The contract lacks a validation check to ensure that specific parameters are contract addresses. Without this check, there is a risk that non-contract addresses (such as externally owned accounts, or EOAs) could be mistakenly set for parameters intended to reference other contracts. This could lead to failures in executing critical interactions within the contract, as EOAs do not support contract-specific functions. To mitigate this, Implement a validation check to ensure that parameters designated as contract addresses are verified as such. This can be done using Solidity’s Address library function isContract, which checks if an address has associated contract code.
Resolved
#2 medium Issue
Inconsistent ETH Handling Between receive() and fallback()

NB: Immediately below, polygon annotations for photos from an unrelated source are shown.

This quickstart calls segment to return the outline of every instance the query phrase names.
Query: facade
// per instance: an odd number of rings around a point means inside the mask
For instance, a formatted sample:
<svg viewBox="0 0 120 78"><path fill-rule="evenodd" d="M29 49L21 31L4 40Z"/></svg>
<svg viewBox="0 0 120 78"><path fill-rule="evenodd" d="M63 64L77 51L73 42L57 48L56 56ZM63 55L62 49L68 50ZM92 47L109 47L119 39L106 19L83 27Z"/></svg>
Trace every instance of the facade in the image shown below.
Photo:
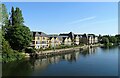
<svg viewBox="0 0 120 78"><path fill-rule="evenodd" d="M55 36L55 35L48 35L49 37L49 45L51 47L55 47L55 46L59 46L62 44L62 38L59 36Z"/></svg>
<svg viewBox="0 0 120 78"><path fill-rule="evenodd" d="M59 35L47 35L43 32L31 32L33 40L31 47L36 49L56 47L59 45L80 45L80 44L96 44L98 43L98 37L94 34L74 34L72 32L59 34Z"/></svg>
<svg viewBox="0 0 120 78"><path fill-rule="evenodd" d="M40 49L40 48L48 48L49 47L49 38L43 32L32 32L33 40L31 46Z"/></svg>

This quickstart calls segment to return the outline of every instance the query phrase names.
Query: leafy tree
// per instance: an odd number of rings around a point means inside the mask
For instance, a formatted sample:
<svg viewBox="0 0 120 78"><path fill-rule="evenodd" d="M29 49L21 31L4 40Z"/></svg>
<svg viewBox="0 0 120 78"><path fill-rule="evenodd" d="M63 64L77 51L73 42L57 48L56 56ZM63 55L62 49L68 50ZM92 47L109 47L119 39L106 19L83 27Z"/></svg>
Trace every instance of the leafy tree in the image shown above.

The BiGExchange contract contains a critical inconsistency in its ETH handling: while the receive() function properly reverts direct ETH transfers, the empty fallback() function silently accepts calls with non-empty calldata and attached ETH. This inconsistency creates a vulnerability where users can bypass the intended ETH rejection by simply including arbitrary calldata with their transaction, potentially resulting in ETH being permanently locked in the contract since no withdrawal mechanism exists. To mitigate this issue, the fallback() function should be modified to explicitly revert with the same error as the receive() function: revert BigExchange__DirectTransferNotAllowed();. This ensures consistent rejection of all ETH transfers regardless of the presence of calldata, protecting the contract from unintended ETH accumulation.
Resolved
#3 medium Issue
Precision Loss in Exchange Rate Calculation
The exchangeBiGForUsdc function suffers from potential precision loss due to Solidity's integer division truncation when calculating: (bigAmount * EXCHANGE_RATE_BIG_TO_USDC) / EXCHANGE_RATE_DENOMINATOR / (10 ** DECIMALS_DIFFERENCE). Each division operation independently truncates results, compounding rounding errors and causing users to receive slightly less USDC than theoretically expected. This effect becomes more noticeable with non-round token amounts and could lead to inconsistent effective exchange rates depending on transaction size. To mitigate this issue, the calculation should be restructured to minimize truncation points by combining divisions into a single operation: (bigAmount * EXCHANGE_RATE_BIG_TO_USDC) / (EXCHANGE_RATE_DENOMINATOR * (10 ** DECIMALS_DIFFERENCE)). This approach ensures only one truncation event occurs rather than multiple sequential ones, providing more consistent and mathematically accurate exchange results. For production financial contracts, implementing a dedicated fixed-point arithmetic library would offer the most precise solution.
low Issues | 1 findings
Resolved
#1 low Issue
Missing events arithmetic
Emit all the critical parameter changes.
informational Issues | 1 findings
Resolved
#1 informational Issue
Floating pragma solidity version.
Adding the constant version of solidity is recommended, as this prevents the unintentional deployment of a contract with an outdated compiler that contains unresolved bugs.